Wire

Run a strict amount of threads during a time interval, primarily used for web scraping.

How to use

Example 1 - Basic

Start 100 threads, only run 10 at the same time, with a 3 second delay between each new thread, except the first 10.

100.times do
  Wire.new(max: 10, wait: 3) do
    # Do stuff
  end
end

Example 2 - Timer

11.times do
  Wire.new(max: 10, wait: 1) do
    sleep 0.1
  end
end

Time to run: ~ 1.2 seconds.

This is how it works.

  • 11 threads is created, done at time 0.
  • Running 10 threads, done at time 0.1
  • Wait 1 second, done at time 1.1
  • Start the 11th thread, done at time 1.2

Example 3 - Pass arguments

Wire.new(max: 10, wait: 1, vars: ["A", "B"]) do |first, last|
  puts first # => "A"
  puts last # => "B"
end

100.times do |n|
  Wire.new(max: 10, wait: 1, vars: [n]) do |counter|
    puts counter
  end
end

# => 1 2 3 4 5 ...

Example 4 - Scraping

This project was originally build to solve the request limit problem when using Spotify´s Meta API.

In order to make the Metadata API snappy and open for everyone to use, rate limiting rules apply. If you make too many requests too fast, you’ll start getting 403 Forbidden responses. When rate limiting has kicked in, you’ll have to wait 10 seconds before making more requests. The rate limit is currently 10 request per second per ip. This may change.

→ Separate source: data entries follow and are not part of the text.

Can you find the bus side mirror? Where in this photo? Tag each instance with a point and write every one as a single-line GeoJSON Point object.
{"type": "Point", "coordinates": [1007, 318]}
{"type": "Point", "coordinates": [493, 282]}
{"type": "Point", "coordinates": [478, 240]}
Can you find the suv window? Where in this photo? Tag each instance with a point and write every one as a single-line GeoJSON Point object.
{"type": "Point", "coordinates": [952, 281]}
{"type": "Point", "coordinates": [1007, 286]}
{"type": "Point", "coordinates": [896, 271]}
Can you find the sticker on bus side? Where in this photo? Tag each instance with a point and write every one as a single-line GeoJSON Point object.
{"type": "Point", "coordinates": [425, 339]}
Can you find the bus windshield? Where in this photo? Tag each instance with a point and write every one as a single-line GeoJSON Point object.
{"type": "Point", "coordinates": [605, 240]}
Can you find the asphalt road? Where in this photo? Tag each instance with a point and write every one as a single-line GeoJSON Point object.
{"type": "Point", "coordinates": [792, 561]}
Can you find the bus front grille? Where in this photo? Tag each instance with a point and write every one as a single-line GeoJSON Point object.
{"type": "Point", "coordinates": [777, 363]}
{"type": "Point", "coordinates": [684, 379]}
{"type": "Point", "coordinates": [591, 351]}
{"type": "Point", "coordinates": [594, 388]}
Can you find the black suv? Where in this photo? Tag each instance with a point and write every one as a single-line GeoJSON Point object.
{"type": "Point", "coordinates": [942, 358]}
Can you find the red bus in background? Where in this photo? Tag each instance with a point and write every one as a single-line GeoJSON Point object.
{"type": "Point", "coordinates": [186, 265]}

We wanted to make as many request as possible without being banned due to the rate limit.

require "rest-client"
require "wire"
require "uri"

a_very_large_list_of_songs = ["Sweet Home Alabama", ...]

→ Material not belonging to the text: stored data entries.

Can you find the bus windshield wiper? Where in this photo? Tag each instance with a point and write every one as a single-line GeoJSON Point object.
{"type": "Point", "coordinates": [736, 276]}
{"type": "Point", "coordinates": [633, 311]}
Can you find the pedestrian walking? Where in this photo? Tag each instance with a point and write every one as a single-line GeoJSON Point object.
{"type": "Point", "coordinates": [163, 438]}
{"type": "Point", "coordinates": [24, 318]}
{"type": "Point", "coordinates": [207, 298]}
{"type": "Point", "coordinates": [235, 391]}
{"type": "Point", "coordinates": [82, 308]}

a_very_large_list_of_songs.each do |s|
  Wire.new(max: 10, wait: 1, vars: [s]) do |song|
    data = RestClient.get "http://ws.spotify.com/search/1/track.json?q=#{URI.encode(song)}"
    # Do something with the data
  end
end

Tip

Don't forget to join your threads using Thread#join.

list = []
10.times do |n|
  list << Thread.new do
    # Do stuff
  end
end
list.map(&:join)

Read more about #join here.

Arguments to pass

Ingoing arguments to new.

  • max (Integer) The maximum amount of threads to run a the same time. The value 10 will be used if max is nil or zero.
  • wait (Integer) The time to wait before starting a new thread.
  • vars (Array) A list of arguments to the block.
  • silent (Boolean) The given block will not raise error if set to true. Default is false.
  • timeout (Integer) The maximum time to run one thread, default is no limit.
  • retries (Integer) How many times should we retry? Default is 0.
  • delay (Float) Time between each retry. Default is 0.

How do install

[sudo] gem install wire

Requirements

Wire is tested on OS X 10.6.7 using Ruby 1.9.2.